The Buck igniter was a small can of thin, corrugated aluminium. This contained a glass ampoule of sulfuric acid, surrounded by flash powder that included powdered naphthalene. The can crushed when subjected to a force equivalent to around 5 lb, shattering the ampoule and causing the acid to mix with the powder. The resulting chemical reaction produced a flash that ignited the detonator of the main explosive charge.

In 1944 and 1945, 11 million mines were produced; at the end of World War II, 9.7 million were still in stock. Along with other companies, the Glashütte Gifhorn participated in the production.

==Effect and legacy==
Glass shrapnel was not easily detectable via X-rays, which rendered medical assistance to victims much harder than conventional mines. Glass made life-threatening injuries more difficult to assess.

Mines of this type are still buried in the Eifel National Park on the grounds of the Vogelsang Military Training Area, a former "Nazi leadership" training center.
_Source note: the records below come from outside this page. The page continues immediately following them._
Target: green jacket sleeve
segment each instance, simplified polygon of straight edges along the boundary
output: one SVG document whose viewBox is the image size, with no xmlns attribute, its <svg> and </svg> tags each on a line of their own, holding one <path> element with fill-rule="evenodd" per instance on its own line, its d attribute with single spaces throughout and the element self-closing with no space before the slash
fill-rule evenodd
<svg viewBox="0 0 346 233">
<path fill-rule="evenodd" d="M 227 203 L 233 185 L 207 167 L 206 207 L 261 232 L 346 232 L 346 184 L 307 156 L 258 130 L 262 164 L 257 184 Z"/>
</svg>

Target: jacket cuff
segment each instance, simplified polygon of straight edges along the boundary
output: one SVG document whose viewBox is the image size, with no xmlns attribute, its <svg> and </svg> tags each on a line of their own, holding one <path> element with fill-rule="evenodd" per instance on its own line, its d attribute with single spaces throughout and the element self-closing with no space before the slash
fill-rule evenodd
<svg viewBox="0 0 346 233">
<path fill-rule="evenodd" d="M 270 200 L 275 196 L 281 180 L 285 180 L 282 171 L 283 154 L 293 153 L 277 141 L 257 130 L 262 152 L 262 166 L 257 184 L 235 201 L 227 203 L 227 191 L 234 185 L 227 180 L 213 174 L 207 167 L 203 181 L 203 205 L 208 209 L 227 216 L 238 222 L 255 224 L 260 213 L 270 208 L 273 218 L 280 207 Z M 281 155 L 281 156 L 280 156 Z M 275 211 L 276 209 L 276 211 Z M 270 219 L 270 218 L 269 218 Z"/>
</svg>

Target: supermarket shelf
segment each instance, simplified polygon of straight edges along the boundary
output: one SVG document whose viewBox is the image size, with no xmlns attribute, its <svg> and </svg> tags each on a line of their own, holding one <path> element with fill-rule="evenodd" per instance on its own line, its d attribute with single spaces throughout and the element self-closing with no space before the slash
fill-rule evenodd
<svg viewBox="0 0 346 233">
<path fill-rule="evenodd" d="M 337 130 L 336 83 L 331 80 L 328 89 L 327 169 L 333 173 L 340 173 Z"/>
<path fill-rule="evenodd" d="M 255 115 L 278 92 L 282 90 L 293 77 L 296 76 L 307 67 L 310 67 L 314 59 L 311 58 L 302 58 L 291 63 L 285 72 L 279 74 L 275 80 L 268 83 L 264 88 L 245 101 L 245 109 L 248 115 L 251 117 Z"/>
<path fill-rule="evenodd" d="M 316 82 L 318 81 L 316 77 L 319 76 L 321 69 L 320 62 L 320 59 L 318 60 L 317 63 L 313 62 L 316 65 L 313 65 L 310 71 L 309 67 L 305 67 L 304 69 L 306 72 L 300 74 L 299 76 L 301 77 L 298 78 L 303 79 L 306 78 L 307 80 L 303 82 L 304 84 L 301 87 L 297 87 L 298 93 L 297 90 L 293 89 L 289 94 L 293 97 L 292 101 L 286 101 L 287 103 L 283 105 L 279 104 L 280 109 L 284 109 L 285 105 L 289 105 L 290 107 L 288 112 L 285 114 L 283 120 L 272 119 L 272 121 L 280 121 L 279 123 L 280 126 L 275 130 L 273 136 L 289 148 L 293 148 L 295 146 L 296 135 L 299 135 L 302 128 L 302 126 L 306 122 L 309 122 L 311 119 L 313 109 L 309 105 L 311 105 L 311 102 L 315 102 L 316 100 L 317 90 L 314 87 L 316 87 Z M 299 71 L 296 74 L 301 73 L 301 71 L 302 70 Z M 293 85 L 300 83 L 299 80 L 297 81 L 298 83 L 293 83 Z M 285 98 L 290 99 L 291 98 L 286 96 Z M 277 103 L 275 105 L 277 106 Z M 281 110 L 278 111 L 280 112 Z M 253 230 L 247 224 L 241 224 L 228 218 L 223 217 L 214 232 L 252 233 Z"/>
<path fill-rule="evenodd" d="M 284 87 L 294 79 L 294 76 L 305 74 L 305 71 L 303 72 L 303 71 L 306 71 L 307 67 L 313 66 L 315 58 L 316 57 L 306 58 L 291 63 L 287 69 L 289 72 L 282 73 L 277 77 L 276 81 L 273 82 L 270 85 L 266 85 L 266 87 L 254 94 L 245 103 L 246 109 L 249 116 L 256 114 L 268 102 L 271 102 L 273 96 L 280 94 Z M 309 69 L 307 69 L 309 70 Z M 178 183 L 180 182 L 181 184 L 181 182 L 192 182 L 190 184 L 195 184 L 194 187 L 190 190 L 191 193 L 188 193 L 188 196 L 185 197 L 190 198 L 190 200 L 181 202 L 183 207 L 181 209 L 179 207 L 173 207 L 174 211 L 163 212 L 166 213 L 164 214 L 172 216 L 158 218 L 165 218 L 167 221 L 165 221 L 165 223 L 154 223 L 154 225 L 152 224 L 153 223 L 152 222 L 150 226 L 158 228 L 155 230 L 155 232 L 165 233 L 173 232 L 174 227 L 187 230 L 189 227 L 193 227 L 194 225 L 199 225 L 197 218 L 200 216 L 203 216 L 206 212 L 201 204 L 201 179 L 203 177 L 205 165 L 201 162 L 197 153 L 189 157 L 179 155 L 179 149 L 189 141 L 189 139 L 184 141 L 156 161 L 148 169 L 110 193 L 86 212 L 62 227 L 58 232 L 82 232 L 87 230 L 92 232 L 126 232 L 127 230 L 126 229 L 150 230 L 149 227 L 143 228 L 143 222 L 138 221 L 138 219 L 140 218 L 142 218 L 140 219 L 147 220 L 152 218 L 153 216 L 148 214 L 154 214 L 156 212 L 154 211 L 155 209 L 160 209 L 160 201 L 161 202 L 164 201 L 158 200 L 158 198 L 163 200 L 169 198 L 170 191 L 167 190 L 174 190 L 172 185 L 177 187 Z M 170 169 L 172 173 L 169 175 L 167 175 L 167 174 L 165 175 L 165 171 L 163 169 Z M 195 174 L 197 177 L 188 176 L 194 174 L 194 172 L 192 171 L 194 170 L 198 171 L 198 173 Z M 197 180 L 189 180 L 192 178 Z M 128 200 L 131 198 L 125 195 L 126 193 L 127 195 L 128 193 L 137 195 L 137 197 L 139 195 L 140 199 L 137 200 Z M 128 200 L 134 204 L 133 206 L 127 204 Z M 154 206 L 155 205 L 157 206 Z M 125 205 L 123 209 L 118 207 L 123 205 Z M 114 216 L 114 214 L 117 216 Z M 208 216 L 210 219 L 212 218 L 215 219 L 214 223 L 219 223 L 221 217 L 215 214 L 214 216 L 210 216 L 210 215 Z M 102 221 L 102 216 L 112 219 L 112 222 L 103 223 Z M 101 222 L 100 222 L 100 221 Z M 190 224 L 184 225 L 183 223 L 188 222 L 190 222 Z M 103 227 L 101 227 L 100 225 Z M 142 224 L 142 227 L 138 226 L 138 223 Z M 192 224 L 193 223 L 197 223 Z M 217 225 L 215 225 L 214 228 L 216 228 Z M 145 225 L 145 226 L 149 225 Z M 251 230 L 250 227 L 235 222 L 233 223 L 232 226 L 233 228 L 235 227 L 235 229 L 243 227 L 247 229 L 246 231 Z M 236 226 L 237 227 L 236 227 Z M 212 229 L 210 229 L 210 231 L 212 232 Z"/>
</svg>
Demining areas with this type of mine is resource intensive, as the fields must be swept either by hand or with mine flails like the Keiler, not forgetting that the latter has a certain margin of error since it was developed with military-tactical deployments in mind (creating pathways through minefields).

In 2004, the Colombian Government claimed that "home-made" glass mines were employed by guerrillas in Colombia.